ClustalW nucleotide sequence alignments [40], genetic divergence, and neighbor-joining (NJ) clustering analysis were performed with MEGA5. The Kimura-2-Parameter (K2P) [41] distance model was used, along with pairwise deletion of missing sites, with nodal support estimated using 500 bootstrap replicates. Sequences meeting the quality criteria (>507 bp, <1% Ns, no stop codon or contamination flag) were assigned BINs by the Refined Single Linkage (RESL) algorithm implemented on BOLD [12]. The RESL algorithm runs monthly on all eligible sequences in BOLD and the resulting BIN array is accessible through individual BIN pages. The presence or absence of a “barcode gap” [42] was determined for each species to test the reliability of its discrimination. Using the "Barcode Gap Analysis" (BGA) tool on BOLD, a species is unambiguously identifiable if its maximum intraspecific distance is less than its Nearest-Neighbor (NN) distance. The relationship between geographic distance (km) and intraspecific distance (K2P) was analyzed for each species with at least three individuals and three locations using the “Geo-Distance Correlation” tool on BOLD that employs two methods to facilitate analysis. The Mantel Test [43] is used to examine the significance of the relationship between the geographic distance and genetic divergence matrices on a species-by-species basis. The second analysis examines the relationship across all species by employing the Minimum Spanning Tree for the collection sites as a proxy for the geographic distribution of each species, creating a set of values (one for each species) which is regressed against the corresponding set of maximum intraspecific sequence divergences at COI [44]. Geographic and genetic distances for all species were subsequently pooled in a single analysis enabling a scatter-plot of the two parameters with regression trendline generated in Excel.
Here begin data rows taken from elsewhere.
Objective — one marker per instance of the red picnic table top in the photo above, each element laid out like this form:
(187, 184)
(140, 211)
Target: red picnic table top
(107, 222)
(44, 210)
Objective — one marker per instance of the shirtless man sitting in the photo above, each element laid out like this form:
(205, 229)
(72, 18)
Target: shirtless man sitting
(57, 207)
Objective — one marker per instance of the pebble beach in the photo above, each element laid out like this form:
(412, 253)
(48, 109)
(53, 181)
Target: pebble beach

BOLD was also searched for additional BINs of Lepidoptera from Pakistan, and the resultant 218 BINs were added to the 981 from this study before ascertaining BIN overlap with other countries. To permit this analysis, the 203 countries/ dependent territories with records were each assigned to a continent (Africa, Asia, Australia, Europe, North America, South America, Oceania) before BIN overlap was calculated in Excel and plotted using SimpleMappr (


Nearly half of the specimens (2116/4503) (47%) were identified to a Linnaean species (by morphology) while another 1280 (28%) were placed in a genus. With one exception, the remaining 1107 (25%) specimens could be assigned to a family (S1 Table). Collectively, the specimens belong to 52 families, 108 subfamilies, 412 genera, 379 species and a total of 981 BINs (S1 Table). Most BINs (711/981) were represented by two or more individuals, but 270 were singletons (S2 Table). Table 1 lists the 52 families together with their specimen and BIN counts as well confamilial divergences (K2P). The Erebidae and Noctuidae possessed the largest number of specimens (1065, 830 respectively) and the most BINs (198, 168). By contrast, 29 families were represented by less than 10 specimens each, and eight by just a single specimen.

Table 1. Barcode index numbers and sequence divergence values (K2P) for the DNA barcode of COI for 52 families of moths collected in Pakistan.

Sequence divergences are only reported for families with more than one BIN.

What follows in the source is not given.